Dubaï, son mall pour richissimes « fashion victims », ses tours gigantesques, ses palaces flottants, son île en forme de palmier. Dubaï et son festival international de cinéma qui, en huit années d’existence, s’est imposé comme l’un des plus cotés de la planète.
Au dernier festival, en décembre dernier, c’est Wadjda, premier film d’une cinéaste saoudienne, qui a remporté le Muhr Award, récompense couronnant le meilleur long métrage du cinéma arabe. Récompense d’autant plus méritoire que Haifaa Al Mansour a tourné son film en Arabie saoudite même, pays où le cinéma est interdit ou presque.
Le vélo y est aussi interdit pour les filles, comme la conduite, ou le chant… Trois activités d’une absolue banalité chez nous mais qui, cataloguées comme péché majeur au royaume du fanatisme, sont au cœur du film d’Al Mansour.
Wadjda est une petite fille de 12 ans qui vit dans une banlieue de Riyad. La gamine est futée, plus tenace que frondeuse ; elle contourne, compose pour mieux avancer. Son rêve : un vélo vert pour faire la course avec son copain Abdallah. Sa mère ne l’achètera pas, convaincue qu’une selle de vélo n’est pas la place d’une fille correcte. Et puis, le vélo, ça empêche de faire des garçons plus tard. Alors la gamine se débrouille, vend des babioles et des services aux copines dans l’étouffoir de sa médersa.
Pas de pathos dans ce film, même pas de revendication féministe ostensible. Juste la vie comme elle va, là-bas, dans ce pays qui a le cul vissé dans le pétrole et des mœurs qui n’ont rien à envier à l’Iran des mollahs.
Haifaa Al Mansour y va par petites touches et l’on devine les tiraillements d’une société écartelée entre privé et public, ombre et soleil, jeans-baskets et niqab, rock et récitation du coran, amour et mariage à 12 ans…
Facile de haïr les hommes. Et difficile, vu d’ici, de comprendre ces femmes qui perpétuent les traditions barbares dont elles sont pourtant les premières victimes. Car ce sont bien les mères qui, par leur dévotion aveugle au mâle, transforment les garçons en petits dieux, puis les hommes en bourreaux. Elles encore qui arrangent les mariages et règnent sur les dynasties. Elles qui brisent leurs filles, encore et toujours, et font de l’interdit la norme.

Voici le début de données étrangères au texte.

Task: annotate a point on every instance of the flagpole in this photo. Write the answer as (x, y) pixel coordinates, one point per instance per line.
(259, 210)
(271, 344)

Haifaa Al Mansour a fait ses études au Caire, en Égypte, puis s’est formée au cinéma en Australie. Elle revient tourner dans son pays, protégée par des appuis hauts placés et persuadée qu’elle bougera les choses « de l’intérieur ». Elle en veut pour preuve les appuis en question, et sa famille « libérale » : enfant, elle a eu un vélo, comme ses frères.
Hier, alors que son film sortait sur nos écrans, on a appris qu’un prédicateur saoudien venait d’être condamné à une courte peine de prison et une « compensation financière » (appelée « prix du sang ») à verser à la mère de sa fillette de 5 ans, morte des sévices qu’il lui avait infligés. Violée sauvagement, torturée, le crâne fracassé, l’enfant est morte de ses blessures.
L’Arabie saoudite n’est pourtant pas un pays « laxiste » puisqu’on y coupe allègrement les mains des voleurs, et procède chaque année à des dizaines d’exécutions publiques. Le viol et le meurtre y sont en effet passibles d’une condamnation à mort… Sauf… sauf qu’un père ne peut pas être condamné à la peine capitale pour le meurtre de son enfant ou de son épouse, s’en tirant en général avec une peine variant entre 5 et 12 ans de prison. Cette fois, le coupable, sorte de « télévangéliste local », n’a eu à faire que son temps de préventive.
Pourtant, tous nos politiques – de France, des USA et de Navarre – vous le diront : l’Arabie saoudite est un merveilleux pays devant lequel on ne se prosternera jamais assez.